Dépouille ton orgueil à la porte du temple ;
Agenouille ton cœur devant le pur autel.

Le chagrin qui t’oppresse est pareil aux mouettes
Qu’emporte sur la mer le vent qui rajeunit.
Puisses-tu, délivré des pièges du Maudit,
Redevenir enfant avec les alouettes !

Vois ! La sainte Bretagne a pour toi revêtu
Sa parure d’ajoncs, son manteau de bruyères.
Un esprit bienfaisant respire dans ces pierres ;
De ces mille fleurs d’or s’exhale une vertu.

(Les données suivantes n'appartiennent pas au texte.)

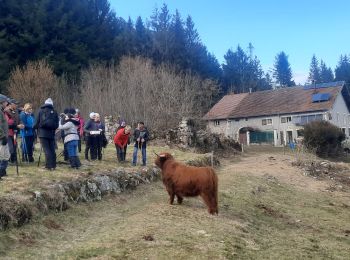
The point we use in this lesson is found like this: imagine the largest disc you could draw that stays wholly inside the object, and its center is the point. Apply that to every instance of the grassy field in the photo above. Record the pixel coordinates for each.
(267, 210)
(31, 177)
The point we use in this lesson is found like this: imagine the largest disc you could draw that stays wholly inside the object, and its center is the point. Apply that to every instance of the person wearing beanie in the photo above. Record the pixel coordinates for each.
(80, 128)
(69, 125)
(141, 136)
(96, 137)
(89, 126)
(121, 141)
(3, 136)
(27, 132)
(47, 123)
(49, 102)
(11, 115)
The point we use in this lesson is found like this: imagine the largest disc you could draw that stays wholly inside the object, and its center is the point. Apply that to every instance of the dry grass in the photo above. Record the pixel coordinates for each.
(267, 210)
(32, 178)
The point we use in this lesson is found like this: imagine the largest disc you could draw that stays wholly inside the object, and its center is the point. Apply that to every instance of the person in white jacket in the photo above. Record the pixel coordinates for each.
(68, 124)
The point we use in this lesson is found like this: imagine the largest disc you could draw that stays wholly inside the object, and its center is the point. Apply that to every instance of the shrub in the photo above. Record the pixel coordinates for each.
(323, 138)
(35, 82)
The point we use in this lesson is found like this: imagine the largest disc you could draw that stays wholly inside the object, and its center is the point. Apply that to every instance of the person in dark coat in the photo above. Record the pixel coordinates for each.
(69, 125)
(27, 132)
(97, 136)
(11, 115)
(141, 136)
(47, 123)
(88, 127)
(121, 141)
(3, 134)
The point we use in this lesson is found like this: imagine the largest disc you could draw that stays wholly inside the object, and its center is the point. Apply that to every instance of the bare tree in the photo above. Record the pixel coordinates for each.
(35, 82)
(137, 90)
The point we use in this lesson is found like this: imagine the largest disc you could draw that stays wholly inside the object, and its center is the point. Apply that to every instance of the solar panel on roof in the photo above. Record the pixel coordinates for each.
(321, 97)
(325, 85)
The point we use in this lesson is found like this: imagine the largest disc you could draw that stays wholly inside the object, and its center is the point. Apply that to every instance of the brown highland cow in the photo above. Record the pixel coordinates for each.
(188, 181)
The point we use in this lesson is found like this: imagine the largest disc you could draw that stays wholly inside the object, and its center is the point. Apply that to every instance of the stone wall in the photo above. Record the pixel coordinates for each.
(18, 210)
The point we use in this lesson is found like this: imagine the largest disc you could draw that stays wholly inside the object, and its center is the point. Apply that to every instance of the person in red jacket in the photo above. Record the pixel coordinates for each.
(120, 141)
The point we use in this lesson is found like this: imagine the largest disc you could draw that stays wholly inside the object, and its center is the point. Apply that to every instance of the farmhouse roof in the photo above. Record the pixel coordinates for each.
(273, 102)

C’est un rêve d’argent qui bat le pied des roches ;
D’angéliques parfums s’élèvent du ravin ;
Et, comme un frais écho du royaume divin,
Dans l’azur infini passe le chant des cloches.

mon fils, c’est ici la terre de beauté,
C’est le pays d’amour où le soleil se couche.
Si quelque chant léger s’envole de ta bouche,
Qu’il soit fait d’innocence et de simplicité ! » —

— « Ainsi-soit-il ! » pensai-je, et soudain je m’éveille..
Qu’est-ce donc ? À ma porte apparaît un jour cru.
Avec sa barbe d’or l’évêque a disparu,
Mais son accent breton m’est resté dans l’oreille.

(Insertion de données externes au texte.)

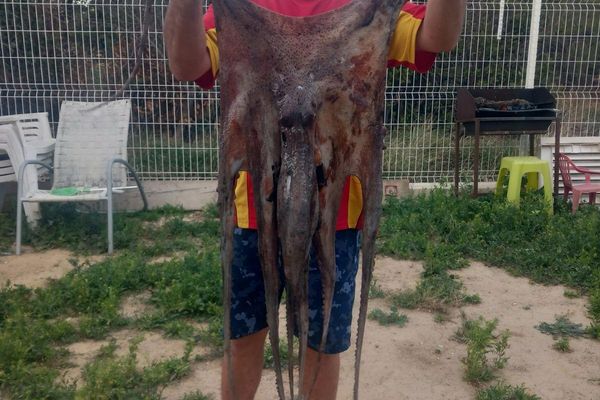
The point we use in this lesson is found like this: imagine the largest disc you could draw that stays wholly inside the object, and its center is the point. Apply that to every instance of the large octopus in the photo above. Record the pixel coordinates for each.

O bonhomme Héloury, vous enseignez l’amour.
La vertu du lit clos opère à sa manière.
Me voici désormais une âme printanière,
Une âme de granit… avec des fleurs autour.

C’est un cœur trégorrois qui bat dans ma poitrine,.
Un large cœur, sincère et droit, qui ne ment pas.
J’emplirai mes poumons du bon air de là-bas
Et je me fleurirai les yeux d’algue marine.